Most probably you will need caching in Object itself -- which doesn't support
it on its own -- however you can take advantage of multiple inheritance and
implement it using AbstractFeature. In order to have caching, you must enable
it first, because by default the caching is disabled. You can enable it using
AbstractFeature::setCachedTransformations() and then implement corresponding
cleaning function(s):
@code
class CachingObject: public Object3D, SceneGraph::AbstractFeature3D {
public:
CachingObject(Object3D* parent): SceneGraph::AbstractFeature3D(*this) {
setCachedTransformations(SceneGraph::CachedTransformation::Absolute);
}
protected:
void clean(const Matrix4& absoluteTransformation) override {
absolutePosition = absoluteTransformation.translation();
}
private:
Vector3 absolutePosition;
};
@endcode
When you need to use the cached value, you can explicitly request the cleanup
by calling Object::setClean(). Camera, for example, calls it automatically
before it starts rendering, as it needs its own inverse transformation to
properly draw the objects.
See @ref AbstractFeature-subclassing-caching for more information.
@section scenegraph-construction-order Construction and destruction order
There aren't any limitations and usage trade-offs of what you can and can't do
when working with objects and features, but there are two issues which you
should be aware of:
@subsection scenegraph-object-construction-order Object hierarchy
When objects are created on the heap (the preferred way, using `new`), they
can be constructed in any order and they will be destroyed when their parent
is destroyed. When creating them on the stack, however, they will be destroyed
when they go out of scope. Normally, the natural order of creation is not a
problem:
@code
{
Scene3D scene;
Object3D object(&scene);
}
@endcode
The object is created last, so it will be destroyed first, removing itself
from `scene`'s children list, causing no problems when destroying `scene`
object later. However, if their order is swapped, it will cause problems:
@code
{
Object3D object;
Scene3D scene;
object.setParent(&scene);
} // crash!
@endcode
The scene will be destroyed first, deleting all its children, which is wrong,
because `object` is created on stack.
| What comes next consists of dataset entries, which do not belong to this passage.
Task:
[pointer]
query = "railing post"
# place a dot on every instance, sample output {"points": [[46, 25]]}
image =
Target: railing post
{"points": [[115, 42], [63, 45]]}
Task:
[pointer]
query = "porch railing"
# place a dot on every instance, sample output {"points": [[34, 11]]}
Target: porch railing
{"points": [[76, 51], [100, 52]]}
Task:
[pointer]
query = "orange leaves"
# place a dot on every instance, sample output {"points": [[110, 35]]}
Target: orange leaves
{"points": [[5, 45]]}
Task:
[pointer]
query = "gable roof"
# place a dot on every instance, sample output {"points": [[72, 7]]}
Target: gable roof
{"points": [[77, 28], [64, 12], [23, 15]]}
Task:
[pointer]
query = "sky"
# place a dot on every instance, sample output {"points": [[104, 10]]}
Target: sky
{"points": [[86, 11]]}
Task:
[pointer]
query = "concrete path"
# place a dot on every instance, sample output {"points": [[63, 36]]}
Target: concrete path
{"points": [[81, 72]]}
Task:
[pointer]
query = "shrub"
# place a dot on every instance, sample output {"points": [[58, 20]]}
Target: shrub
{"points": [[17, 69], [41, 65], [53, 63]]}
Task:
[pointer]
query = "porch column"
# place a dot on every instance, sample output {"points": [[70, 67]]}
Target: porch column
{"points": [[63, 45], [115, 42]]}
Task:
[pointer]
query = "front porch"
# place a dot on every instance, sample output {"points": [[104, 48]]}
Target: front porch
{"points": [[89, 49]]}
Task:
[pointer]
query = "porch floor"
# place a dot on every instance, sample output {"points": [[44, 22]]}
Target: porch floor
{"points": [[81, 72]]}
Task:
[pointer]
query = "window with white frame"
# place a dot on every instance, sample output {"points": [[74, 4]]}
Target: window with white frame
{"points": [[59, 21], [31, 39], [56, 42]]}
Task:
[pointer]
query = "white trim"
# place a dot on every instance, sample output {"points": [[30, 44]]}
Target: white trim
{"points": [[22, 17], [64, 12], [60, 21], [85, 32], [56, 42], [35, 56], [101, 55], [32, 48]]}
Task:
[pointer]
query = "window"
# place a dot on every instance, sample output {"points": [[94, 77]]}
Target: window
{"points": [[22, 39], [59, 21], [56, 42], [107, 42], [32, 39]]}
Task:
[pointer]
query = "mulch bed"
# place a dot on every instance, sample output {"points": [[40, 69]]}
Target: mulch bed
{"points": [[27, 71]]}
If this doesn't already crash, the
`object` destructor is called (again), making things even worse.
@subsection scenegraph-feature-construction-order Member and inherited features
When destroying the object, all its features are destroyed. For features added
as member it's no issue, features added using multiple inheritance must be
inherited after the %Object class:
@code
class MyObject: public Object3D, MyFeature {
public:
MyObject(Object3D* parent): Object3D(parent), MyFeature(*this) {}
};
@endcode
When constructing MyObject, Object3D constructor is called first and then
MyFeature constructor adds itself to Object3D's list of features. When
destroying MyObject, its destructor is called and then the destructors of
ancestor classes -- first MyFeature destructor, which will remove itself from
Object3D's list, then Object3D destructor.
However, if we would inherit MyFeature first, it will cause problems:
@code
class MyObject: MyFeature, public Object3D {
public:
MyObject(Object3D* parent): MyFeature(*this), Object3D(parent) {} // crash!
};
@endcode
MyFeature tries to add itself to feature list in not-yet-constructed Object3D,
causing undefined behavior. Then, if this doesn't already crash, Object3D is
created, creating empty feature list, making the feature invisible.
If we would construct them in swapped order (if it is even possible), it
wouldn't help either:
@code
class MyObject: MyFeature, public Object3D {
public:
MyObject(Object3D* parent): Object3D(parent), MyFeature(this) {}
// crash on destruction!
};
@endcode
On destruction, Object3D destructor is called first, deleting MyFeature,
which is wrong, because MyFeature is in the same object. After that (if the
program didn't already crash) destructor of MyFeature is called (again).